Milton voters headed to the polls once again Tuesday, this time passing a revised $29.2 million school budget for fiscal year 2018.

The measure is a 1.98 percent, or $565,204, increase from the current fiscal year. Voters approved the ballot item by 87 votes: 758 to 671, official results show.

“It’s a good day, and I just appreciate every ‘yes’ vote,” superintendent Ann Bradshaw said Tuesday night.

With the newly approved budget, education spending per equalized pupil will climb to $14,585, a 3.56 percent increase, over the current year.

Business manager Don Johnson estimated taxpayers with a $250,000 home will see a $11.57 monthly raise on their tax bills.

On Town Meeting Day in early March, voters shot down the original $30.1 million proposed budget, a 5.45 general fund increase, 1,038 to 677. Education spending per equalized pupil would have increased by 6.79 percent.

School administrators were sent back to the drawing board to see where cuts could be made.

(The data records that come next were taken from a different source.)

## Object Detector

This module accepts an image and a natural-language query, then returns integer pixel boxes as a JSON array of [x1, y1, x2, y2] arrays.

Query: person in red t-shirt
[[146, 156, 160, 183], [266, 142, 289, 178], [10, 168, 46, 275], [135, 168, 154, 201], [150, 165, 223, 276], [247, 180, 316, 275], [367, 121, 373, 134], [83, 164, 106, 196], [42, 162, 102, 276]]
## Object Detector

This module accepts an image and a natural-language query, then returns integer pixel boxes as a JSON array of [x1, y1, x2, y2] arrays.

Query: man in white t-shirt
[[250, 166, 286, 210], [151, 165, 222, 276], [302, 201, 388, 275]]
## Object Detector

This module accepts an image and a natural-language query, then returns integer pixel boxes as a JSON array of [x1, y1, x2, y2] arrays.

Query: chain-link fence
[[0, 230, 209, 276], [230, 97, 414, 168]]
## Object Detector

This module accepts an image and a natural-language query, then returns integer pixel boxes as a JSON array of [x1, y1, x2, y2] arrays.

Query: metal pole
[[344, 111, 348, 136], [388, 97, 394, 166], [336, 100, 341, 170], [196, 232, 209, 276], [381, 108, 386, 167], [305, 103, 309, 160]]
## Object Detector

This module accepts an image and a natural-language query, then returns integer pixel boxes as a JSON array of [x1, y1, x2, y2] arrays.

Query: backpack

One decrease came from diminishing newly proposed programming focused on special education and behavioral intervention.

When school trustees approved the $29 million revised proposal late last month, Bradshaw said the district planned to hold off on hiring and making specific cuts until a budget passed.

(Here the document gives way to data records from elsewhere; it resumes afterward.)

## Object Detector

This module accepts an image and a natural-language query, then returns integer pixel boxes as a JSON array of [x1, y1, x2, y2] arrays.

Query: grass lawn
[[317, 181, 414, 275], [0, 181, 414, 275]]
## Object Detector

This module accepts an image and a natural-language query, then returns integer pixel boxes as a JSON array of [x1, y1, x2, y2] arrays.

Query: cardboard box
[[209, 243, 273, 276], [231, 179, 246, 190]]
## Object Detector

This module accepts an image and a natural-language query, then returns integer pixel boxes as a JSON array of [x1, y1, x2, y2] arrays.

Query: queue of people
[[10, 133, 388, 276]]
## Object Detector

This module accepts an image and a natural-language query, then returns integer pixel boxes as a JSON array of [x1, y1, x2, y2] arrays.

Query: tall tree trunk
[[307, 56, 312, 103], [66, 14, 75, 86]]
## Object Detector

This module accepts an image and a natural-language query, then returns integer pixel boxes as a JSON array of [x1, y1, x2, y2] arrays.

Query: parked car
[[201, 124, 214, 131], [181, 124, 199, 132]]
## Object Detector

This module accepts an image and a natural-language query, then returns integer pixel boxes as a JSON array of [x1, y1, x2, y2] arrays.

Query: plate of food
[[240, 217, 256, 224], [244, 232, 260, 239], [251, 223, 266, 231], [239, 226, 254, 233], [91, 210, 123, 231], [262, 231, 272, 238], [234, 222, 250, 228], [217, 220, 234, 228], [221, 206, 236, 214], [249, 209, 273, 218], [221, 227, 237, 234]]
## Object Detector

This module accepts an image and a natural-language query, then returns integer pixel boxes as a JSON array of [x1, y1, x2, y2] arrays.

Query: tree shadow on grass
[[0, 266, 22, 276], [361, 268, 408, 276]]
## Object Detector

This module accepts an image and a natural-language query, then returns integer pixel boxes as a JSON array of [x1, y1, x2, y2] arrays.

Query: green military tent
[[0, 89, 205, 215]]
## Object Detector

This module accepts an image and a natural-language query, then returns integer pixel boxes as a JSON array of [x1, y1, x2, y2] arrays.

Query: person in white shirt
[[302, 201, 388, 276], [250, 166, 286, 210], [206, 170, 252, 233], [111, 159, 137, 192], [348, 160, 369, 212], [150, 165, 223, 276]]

Now that the district has voters’ approval, Bradshaw said it will post job openings, such as fall athletic coaching positions and a newly proposed world language teacher.

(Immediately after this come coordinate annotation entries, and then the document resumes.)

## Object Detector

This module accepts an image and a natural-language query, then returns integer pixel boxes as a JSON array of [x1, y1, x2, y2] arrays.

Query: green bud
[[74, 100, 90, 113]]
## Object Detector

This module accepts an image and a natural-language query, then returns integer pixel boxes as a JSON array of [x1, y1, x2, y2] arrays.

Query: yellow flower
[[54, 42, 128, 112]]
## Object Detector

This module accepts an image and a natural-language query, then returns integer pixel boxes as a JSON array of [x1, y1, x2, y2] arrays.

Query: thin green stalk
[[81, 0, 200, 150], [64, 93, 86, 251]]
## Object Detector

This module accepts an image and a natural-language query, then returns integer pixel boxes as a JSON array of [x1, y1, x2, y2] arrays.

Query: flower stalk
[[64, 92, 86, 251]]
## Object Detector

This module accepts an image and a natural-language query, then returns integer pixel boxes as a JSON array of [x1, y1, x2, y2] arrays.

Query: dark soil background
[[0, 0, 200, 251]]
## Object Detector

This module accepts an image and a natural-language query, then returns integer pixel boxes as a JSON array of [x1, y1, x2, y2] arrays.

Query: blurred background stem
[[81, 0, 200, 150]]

It’s late in the hiring season, though, Bradshaw said, so they have to get moving.

Two school psychologist positions were posted previously, she added, because the change in programming was cost effective at $8,000. The two in-house positions are traded for current contracted services through the Howard Center.

Specific details about what the FY18 budget brings, she said, are still under revision.

“I’m just happy that now we can really concentrate on the work ahead of us rather than retooling,” Bradshaw said. “Now we can move forward in a positive direction and do the best we can with what we have.”

Bradshaw said a couple teachers were handed official reduction-in-force notices, and others were given warning their position could be eliminated. She’ll revisit that to see what final staffing cuts need to occur, she said.

Milton resident and mother Janina Reinhardt talks with election officials Tuesday, expressing a need for the school budget to pass. Children’s education in Milton, she said, depended on it. (Photo by Kaylee Sullivan)

At Monday’s budget informational meeting — attended by school administrators and one community member — Bradshaw reiterated the district will reassign current staff new duties to inch toward its goal of bettering culture and enrichment in Milton schools.

Of the town’s 8,190 registered voters, 1,429 people showed to the polls, town clerk Sheryl Prince confirmed — a 17.4 percent turnout and about 300 fewer voters than the 21 percent turnout in March.

Once the original proposal failed, school trustees, administrators and concerned residents gathered to brainstorm how to get more people to the polls.

Leading up to Tuesday, signs scattered Route 7 and surrounding areas to remind residents of the upcoming vote. When vote day arrived, a group of enthusiastic individuals lined the roadway, encouraging people to turn into the town offices.

Between Town Meeting Day and the revote, 40 more Miltonians registered to vote. About another 12 registered on Tuesday.

“We’re gaining trust, and that’s a good thing,” Bradshaw said. “We want to do more of that. Engage parents more, engage the community more and really get everybody working together toward a common goal.”

Editor’s note: This story originally said taxpayers with a $250,000 home will see a $21 monthly raise on their tax bills. This number was the increase for the budget that failed on Town Meeting Day. The approved maximum estimated FY18 increase is actually $11.57. We regret the error.